Earlier – in March this year, Westminster MPs said that the Crown Estate’s control of 50% of Scotland’s coast and almost all the seabed should be devolved to local authorities via the Scottish Government.

But on Friday 11th May the Crown Estate Commissioners announced that they are running two pilot schemes to test what they call ‘Local Management Agreements’. The very terminology indicates that this is no more than a hanging on to central control which the commission clearly intends to control and ‘licence’.

The pilot projects are with Portree Moorings Association on Skye and Comann na Mara at Lochmaddy, on North Uist.

What is being celebrated as progress is a decoy for the retention of improper control.

Control of the Coastal Communities Fund

On the same day, Dr Michael Foxley, until the recent local authority elections, Leader of Highland Council, made a public move to have the Coastal Communities Fund removed from the BIG Lottery Fund control.

We had been unaware that the Coastal Communities Fund has been placed within the control of the BIG Lottery Fund – a position which, however convenient, is quite improper.

The revenues from the Scottish coast and sea bed are earned revenues carrying entitlements for coastal communities. They are a right, not a boon.

The BIG Lottery Fund is revenue from gambling and is disbursed as ‘extras; to good causes, with no specific entitlements.

The two are utterly incompatible.

The decision to locate the Coastal Communities Fund within the BIG Lottery Fund  – just because it has distribution mechanisms in place – is allied to the sort of conceptual muddling that characterises the current UK Government.

Lord Leveson corrected this habit sharply when he said last week that he would not ultimately pronounce on whether or not the Culture Secretary, Jeremy Hunt, had breached the Ministerial Code of Conduct in the matter of his relations with News International over its move to take over BSkyB.
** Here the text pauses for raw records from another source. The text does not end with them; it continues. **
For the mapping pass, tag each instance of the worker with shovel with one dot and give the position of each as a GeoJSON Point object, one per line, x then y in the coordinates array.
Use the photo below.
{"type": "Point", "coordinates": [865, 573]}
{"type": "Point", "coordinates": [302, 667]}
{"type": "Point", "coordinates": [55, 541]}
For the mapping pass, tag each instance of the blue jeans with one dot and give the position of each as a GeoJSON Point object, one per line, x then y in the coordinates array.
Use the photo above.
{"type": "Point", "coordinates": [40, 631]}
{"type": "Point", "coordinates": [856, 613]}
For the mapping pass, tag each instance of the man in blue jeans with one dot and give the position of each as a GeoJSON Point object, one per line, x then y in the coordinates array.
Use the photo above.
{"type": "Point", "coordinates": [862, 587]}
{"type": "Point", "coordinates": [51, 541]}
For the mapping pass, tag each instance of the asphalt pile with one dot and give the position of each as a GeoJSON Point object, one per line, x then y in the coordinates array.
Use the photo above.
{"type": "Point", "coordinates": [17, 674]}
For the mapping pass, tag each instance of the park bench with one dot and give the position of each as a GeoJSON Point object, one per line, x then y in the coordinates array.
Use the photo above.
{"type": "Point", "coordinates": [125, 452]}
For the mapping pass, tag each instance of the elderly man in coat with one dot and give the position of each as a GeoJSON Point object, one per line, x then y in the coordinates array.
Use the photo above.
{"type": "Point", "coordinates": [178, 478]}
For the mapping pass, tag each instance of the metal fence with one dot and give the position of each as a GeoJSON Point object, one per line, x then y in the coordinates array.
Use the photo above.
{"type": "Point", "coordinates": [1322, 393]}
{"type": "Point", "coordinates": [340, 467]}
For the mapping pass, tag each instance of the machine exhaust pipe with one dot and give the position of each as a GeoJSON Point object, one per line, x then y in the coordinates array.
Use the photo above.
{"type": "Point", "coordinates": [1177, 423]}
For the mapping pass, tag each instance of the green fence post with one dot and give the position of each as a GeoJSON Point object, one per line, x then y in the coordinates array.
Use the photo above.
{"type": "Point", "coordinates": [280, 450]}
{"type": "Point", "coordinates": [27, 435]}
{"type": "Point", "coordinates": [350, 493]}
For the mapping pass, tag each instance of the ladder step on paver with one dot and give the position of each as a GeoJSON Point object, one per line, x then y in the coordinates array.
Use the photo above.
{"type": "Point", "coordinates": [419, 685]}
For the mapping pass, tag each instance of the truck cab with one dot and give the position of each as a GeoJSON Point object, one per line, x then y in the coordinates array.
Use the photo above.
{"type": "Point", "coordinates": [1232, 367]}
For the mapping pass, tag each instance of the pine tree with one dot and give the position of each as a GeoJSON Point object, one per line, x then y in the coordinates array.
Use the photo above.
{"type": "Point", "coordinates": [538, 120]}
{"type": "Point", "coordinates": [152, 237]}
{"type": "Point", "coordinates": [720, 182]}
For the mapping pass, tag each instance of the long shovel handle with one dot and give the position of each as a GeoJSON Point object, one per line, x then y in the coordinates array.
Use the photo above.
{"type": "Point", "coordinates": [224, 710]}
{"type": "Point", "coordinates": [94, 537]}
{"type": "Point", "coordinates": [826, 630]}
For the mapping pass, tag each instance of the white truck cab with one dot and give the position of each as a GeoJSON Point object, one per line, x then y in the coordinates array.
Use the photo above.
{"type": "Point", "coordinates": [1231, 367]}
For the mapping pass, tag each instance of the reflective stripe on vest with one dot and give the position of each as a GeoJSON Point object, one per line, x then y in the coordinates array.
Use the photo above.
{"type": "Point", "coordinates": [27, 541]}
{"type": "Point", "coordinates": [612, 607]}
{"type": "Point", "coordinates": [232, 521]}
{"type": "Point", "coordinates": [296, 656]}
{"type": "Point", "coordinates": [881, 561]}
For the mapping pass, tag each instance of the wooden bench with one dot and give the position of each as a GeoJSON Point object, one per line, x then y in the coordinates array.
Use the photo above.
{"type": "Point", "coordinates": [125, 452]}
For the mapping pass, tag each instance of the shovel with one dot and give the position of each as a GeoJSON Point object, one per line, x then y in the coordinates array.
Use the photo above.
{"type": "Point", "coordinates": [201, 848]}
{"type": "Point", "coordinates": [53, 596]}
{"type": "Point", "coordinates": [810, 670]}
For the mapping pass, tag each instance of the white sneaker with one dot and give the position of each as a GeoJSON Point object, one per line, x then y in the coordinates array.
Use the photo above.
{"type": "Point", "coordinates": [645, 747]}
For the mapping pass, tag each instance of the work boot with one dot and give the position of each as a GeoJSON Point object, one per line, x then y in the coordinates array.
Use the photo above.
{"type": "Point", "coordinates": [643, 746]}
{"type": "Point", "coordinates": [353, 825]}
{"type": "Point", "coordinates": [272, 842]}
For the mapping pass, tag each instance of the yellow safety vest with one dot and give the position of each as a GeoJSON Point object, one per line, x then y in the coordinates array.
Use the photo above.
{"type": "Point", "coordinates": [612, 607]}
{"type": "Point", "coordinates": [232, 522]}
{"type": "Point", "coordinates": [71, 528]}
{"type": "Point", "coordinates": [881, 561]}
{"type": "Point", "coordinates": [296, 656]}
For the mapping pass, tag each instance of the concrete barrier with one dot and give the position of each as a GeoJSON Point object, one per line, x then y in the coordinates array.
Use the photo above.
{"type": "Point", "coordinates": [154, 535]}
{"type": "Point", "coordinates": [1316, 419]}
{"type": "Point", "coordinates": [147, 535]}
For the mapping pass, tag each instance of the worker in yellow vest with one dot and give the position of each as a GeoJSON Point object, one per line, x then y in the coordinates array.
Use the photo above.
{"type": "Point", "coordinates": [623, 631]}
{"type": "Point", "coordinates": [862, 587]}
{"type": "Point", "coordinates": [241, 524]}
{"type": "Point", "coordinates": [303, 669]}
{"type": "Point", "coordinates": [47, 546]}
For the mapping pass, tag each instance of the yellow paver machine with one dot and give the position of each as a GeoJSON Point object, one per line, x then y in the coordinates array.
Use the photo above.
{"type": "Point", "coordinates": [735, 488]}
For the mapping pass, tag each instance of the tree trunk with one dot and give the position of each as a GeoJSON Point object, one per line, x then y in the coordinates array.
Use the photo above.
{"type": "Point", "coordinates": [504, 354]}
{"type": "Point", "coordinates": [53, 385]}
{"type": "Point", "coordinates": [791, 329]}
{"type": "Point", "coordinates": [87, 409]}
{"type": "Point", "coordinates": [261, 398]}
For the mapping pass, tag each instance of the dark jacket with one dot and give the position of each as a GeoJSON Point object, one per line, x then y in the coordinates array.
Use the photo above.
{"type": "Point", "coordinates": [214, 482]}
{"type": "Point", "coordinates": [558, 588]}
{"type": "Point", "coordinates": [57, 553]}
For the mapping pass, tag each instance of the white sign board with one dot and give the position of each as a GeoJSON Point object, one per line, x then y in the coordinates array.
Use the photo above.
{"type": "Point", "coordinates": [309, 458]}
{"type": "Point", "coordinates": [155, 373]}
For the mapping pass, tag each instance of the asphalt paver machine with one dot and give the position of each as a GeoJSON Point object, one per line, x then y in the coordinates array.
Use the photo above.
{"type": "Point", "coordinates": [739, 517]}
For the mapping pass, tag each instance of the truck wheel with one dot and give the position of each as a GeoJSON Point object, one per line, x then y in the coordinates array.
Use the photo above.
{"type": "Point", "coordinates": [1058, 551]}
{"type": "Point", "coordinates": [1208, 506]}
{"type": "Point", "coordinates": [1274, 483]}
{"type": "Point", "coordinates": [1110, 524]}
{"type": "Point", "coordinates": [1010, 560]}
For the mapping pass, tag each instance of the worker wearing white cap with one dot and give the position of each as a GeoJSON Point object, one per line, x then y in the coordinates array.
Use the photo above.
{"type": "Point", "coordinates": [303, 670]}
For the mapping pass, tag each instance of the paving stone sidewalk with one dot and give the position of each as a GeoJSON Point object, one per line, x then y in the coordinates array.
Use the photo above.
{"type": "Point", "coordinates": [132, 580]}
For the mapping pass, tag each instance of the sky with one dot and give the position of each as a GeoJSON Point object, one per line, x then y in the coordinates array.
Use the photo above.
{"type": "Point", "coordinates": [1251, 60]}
Rightly, Lord Leveson pointed out that his enquiry was not a general purpose enquiry on standards but had specific terms of reference he intended to stay within.

The same need for clear boundaries applies here.

The BIG Lottery Fund has a specific remit for dealing with part of the ‘common good’ revenues from the national lottery.

The Coastal Communities Fund is earned income from the land and seabed of coastal communities who are entitled to those revenues and should not have to beg for them from a body shelling out a percentage of national gambling revenues.

Were this to be the case, applications to the BIG Lottery for awards from this fund would also be made under schemes and criteria not in tune with the immediate needs of specific coastal communities. These communities would have to apply for and apply any grants awarded to schemes that were not local priorities – which would remain unaddressed.

Dr Foxley proposed that the Coastal Communities Fund money should go to regional boards led by councils and including Highlands and Islands Enterprise and Community Land Scotland.

This, however, smacks very much of the sort of cabal that runs BIG Lottery Scotland’s Communities Fund and has tended to run its own agenda.

The criteria for resolving this unsatisfactory muddle should include the lowest possible administration costs and the highest possible level of direct community responsibility.